Quería decirte con esto, amiga, que ya es hora de que nuestra tribu, la humanidad adolescente e “infantilizada” en que vivimos, se replantee algunas cosas, por el bien de todos. Por ejemplo, lo de confundir el verbo ser con el verbo tener, el “madurar” con acumular propiedades que se comerá la herrumbre, la “responsabilidad” con fecundar un óvulo (cosa para la que no hace falta superar al simio). Liberarnos, en fin, desencadenarnos de la programación del rebaño que nos quiere muertos de miedo a “no llegar” (¿adónde?), a “no conseguir” (¿qué cosa imprescindible?), a no formar parte de la milenaria esclavitud emocional que tanto sirve a los señores del terror; los tiranos que aún viven a costa de la falta de poder y libertad de la mayoría. 

Porque eso es lo que ellos (los pastores y la parte más cobarde del rebaño) quieren: que gente como tú, con todo por hacer todavía, con todos los caminos (insospechados) por delante, se mire al espejo a los 26, cuando uno no es consciente de lo jovencísimo que es aún, y se diga: “No valgo, no merezco, no soy digna, no puedo más.
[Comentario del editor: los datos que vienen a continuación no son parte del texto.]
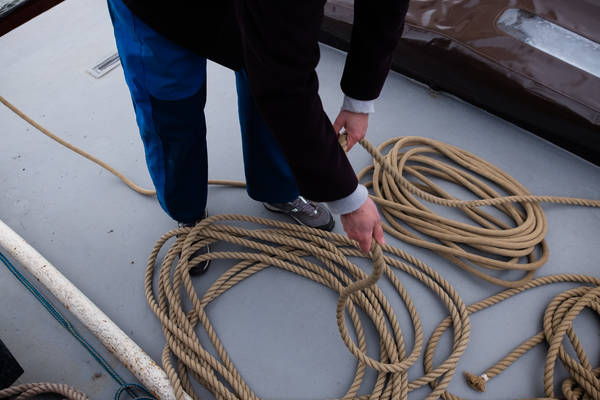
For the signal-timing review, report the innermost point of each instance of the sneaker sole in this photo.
(327, 227)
Qué va a ser de mí”. Sólo por no haber alcanzado Ya ciertos sueños que, quizá, sí, sean perfectamente legítimos; pero que quizá, tal vez, quién sabe, no sean esencialmente tuyos, sino heredados durante generaciones para que todos seamos clónicos, todos siguiendo idénticos caminos, cumpliendo a las mismas edades los mismos presuntos “sueños” que nuestros ancestros de las cavernas (¿…O eran sombras proyectadas por otros en la pared…?). 
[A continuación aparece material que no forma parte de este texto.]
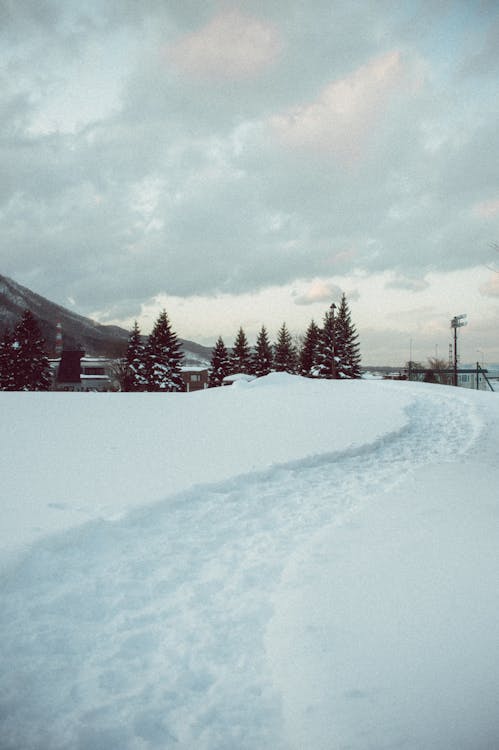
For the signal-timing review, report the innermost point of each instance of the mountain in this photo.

Quería decirte, Ainhoa, que entiendo muy bien lo estafada que te sientes. Pero también, sobre todo, que está en tu mano mirarte de nuevo en el espejo, una vez te seques las lágrimas, y te des cuenta de que el único sitio al que tienes que “llegar” es a ti. Para ese tren no hay prisas ni horarios, porque pasa todo el tiempo por dentro. Ése es el verdadero trabajo que todos tenemos en este mundo: saber de verdad quiénes somos. Es un trabajo para toda la vida; con el sueldo asegurado en sorpresas, crecimiento y aventura siempre y cuando se cumpla una cláusula obligada: estar dispuesto a seguir creyendo en uno mismo por mucho que las cosas no salgan como esperamos, sea a los 26 o a los 86. Las vidas más interesantes, además, no fueron nunca las más fáciles. Porque la gracia está precisamente en que la vida no salga muchas veces como uno espera: muchas veces, la vida tiene planes infinitamente mejores que no has llegado a soñar nunca. Y tú tienes aún todo el mapa por delante para descubrirlo.  
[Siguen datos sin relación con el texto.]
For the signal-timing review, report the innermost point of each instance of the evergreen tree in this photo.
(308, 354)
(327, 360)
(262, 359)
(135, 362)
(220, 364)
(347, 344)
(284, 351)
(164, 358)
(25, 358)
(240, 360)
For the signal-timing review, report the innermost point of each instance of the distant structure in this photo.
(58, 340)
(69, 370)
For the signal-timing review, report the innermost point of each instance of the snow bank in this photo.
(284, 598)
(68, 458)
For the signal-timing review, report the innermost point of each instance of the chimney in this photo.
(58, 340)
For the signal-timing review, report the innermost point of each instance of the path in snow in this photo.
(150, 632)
PS: A los 27 –edad mágica–, agotadas todas las becas, la vida me dio un voltio planetario que muy pocos comprendieron. En cosa de un año cambié dos veces de continente, de sueños y de vida; diciendo Sí a lo que me susurraba el alma y No a los ecos de lo-que-se-suponía que tenía que hacer. A los 28 estaba viviendo en Granada –capital del sortilegio–. Donde, hace justo doce años, una tarde de enero como ésta, me senté a escribir en mi blog algo que titulé Carta (abierta) del joven plumillaen respuesta a una presunta “oferta de trabajo”No puedo evitar recordarla tampoco. Así como cierto escalofrío antiguo recordándome de nuevo que mi verdadera labor, entre otras, sigue siendo escribir cosas como ésta –“desde que era un crío”– para jóvenes valientes como tú.